Reps. Applaud Deal to Raise Funding for Roads
LANSING –- State Representatives Gretchen Driskell (D-Saline), David Rutledge (D-Ypsilanti) and Adam F. Zemke(D-Ann Arbor) are proud to have voted in support of a plan to raise money to fix Michigan’s crumbling roads and bridges while also guaranteeing tax relief for Michigan’s families and constitutionally protected money for Michigan’s schools. Under the plan, voters would decide on a ballot proposal that would raise the state sales and use tax from 6 to 7 percent to benefit public schools and eliminate the sales tax on motor fuel.
“I support the proposal because it funds Michigan transportation systems, both transit and roads, while increasing funding for schools, and restoring the Earned Income Tax Credit,” said Rep. Driskell, member of the House Transportation Committee. “I am glad that after two years of working on this issue, we have a proposal that accomplishes these goals.”
“In a season now known for petty politics and poor policy, I am proud to vote for a bipartisan agreement. This is how we earn the trust the voters put in us,” Rep. Rutledge said. “We finally have a proposal that helps drivers and invests in schools. I am especially proud to secure, with the support of my colleagues, an additional $40 million for at-risk schools, on top of the $300 million increase to the School Aid Fund this proposal offers.”
Legislators scheduled the sales tax increase for a vote in May 2015. With voter approval, it would raise $1.3 billion over four years while eliminating the sales tax on fuel and transitioning to a tax on the wholesale price. Some of the money raised would go to schools and local government to replace lost revenue from the repeal of the gas tax. Voter approval would also trigger the following effects:
• Full restoration of the Earned Income Tax Credit, taking it back to 20 percent of the federal credit for a total credit of $277 million.
• An additional $300 million would go into the School Aid Fund and that funding would be protected under the constitution so that it would only go for PreK-12 schools through community colleges.

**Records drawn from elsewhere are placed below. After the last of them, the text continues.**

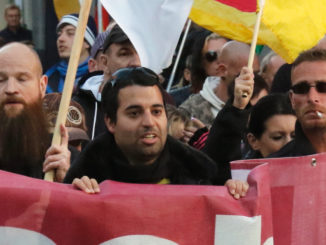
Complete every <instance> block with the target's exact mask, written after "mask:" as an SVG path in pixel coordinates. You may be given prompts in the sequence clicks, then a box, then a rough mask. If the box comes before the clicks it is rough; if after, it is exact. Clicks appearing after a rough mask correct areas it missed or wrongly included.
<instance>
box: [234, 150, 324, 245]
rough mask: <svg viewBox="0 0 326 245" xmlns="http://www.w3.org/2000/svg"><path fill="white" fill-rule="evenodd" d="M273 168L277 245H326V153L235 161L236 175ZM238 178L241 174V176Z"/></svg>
mask: <svg viewBox="0 0 326 245" xmlns="http://www.w3.org/2000/svg"><path fill="white" fill-rule="evenodd" d="M259 163H260V164H263V163H267V164H265V165H261V166H259V167H257V168H255V170H256V169H259V168H260V167H262V166H268V167H269V174H270V183H271V198H272V215H273V220H272V221H273V222H272V223H273V234H274V240H275V244H277V245H289V244H293V245H306V244H326V234H325V232H324V231H325V229H326V209H325V207H326V198H325V195H324V194H325V191H326V153H323V154H317V155H311V156H303V157H295V158H277V159H261V160H246V161H235V162H233V163H232V168H233V169H234V170H233V171H235V173H237V171H239V170H240V169H241V168H242V169H243V172H242V174H246V171H247V170H248V168H249V166H250V165H251V166H253V167H256V166H257V165H259ZM237 174H238V173H237Z"/></svg>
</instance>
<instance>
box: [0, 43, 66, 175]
mask: <svg viewBox="0 0 326 245" xmlns="http://www.w3.org/2000/svg"><path fill="white" fill-rule="evenodd" d="M46 85H47V77H46V76H42V66H41V63H40V60H39V57H38V56H37V54H36V53H35V51H33V50H32V49H30V48H29V47H27V46H26V45H23V44H20V43H11V44H8V45H6V46H4V47H2V48H1V49H0V125H1V127H0V169H1V170H5V171H10V172H14V173H18V174H23V175H26V176H30V177H35V178H42V177H43V171H44V172H46V171H49V170H51V169H56V180H57V181H62V180H63V178H64V176H65V174H66V172H67V170H68V168H69V166H70V151H69V150H68V148H67V142H68V136H67V135H68V134H67V130H66V129H65V127H64V126H62V127H61V134H62V144H61V145H60V146H51V147H50V148H49V149H48V150H47V148H48V147H49V145H50V140H51V138H50V137H49V136H50V135H49V131H48V123H47V119H46V117H45V115H44V114H43V110H42V98H43V96H44V94H45V89H46Z"/></svg>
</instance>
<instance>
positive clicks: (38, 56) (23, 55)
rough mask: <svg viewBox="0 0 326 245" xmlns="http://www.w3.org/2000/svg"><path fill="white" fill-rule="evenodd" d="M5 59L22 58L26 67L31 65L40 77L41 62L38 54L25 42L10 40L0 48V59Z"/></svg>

• $40 million for at-risk schools.
• $94 million in additional funding for local units of government.
• Additional funding for mass transit, taking more cars off the road and lessening the need for further road repairs.
• Increase the fees on trucks weighing more than 26,000 pounds and requiring warranties on any road work.
• Commit to hiring more minority and women workers in the construction industry.
“Today’s agreement is a solid and fair compromise to solve our systemic road problems,” said Rep. Zemke. “This will allow us to improve our roads, provide tax relief to working families and invest in local communities and schools. We can be proud that we invested in Michigan’s economy today.”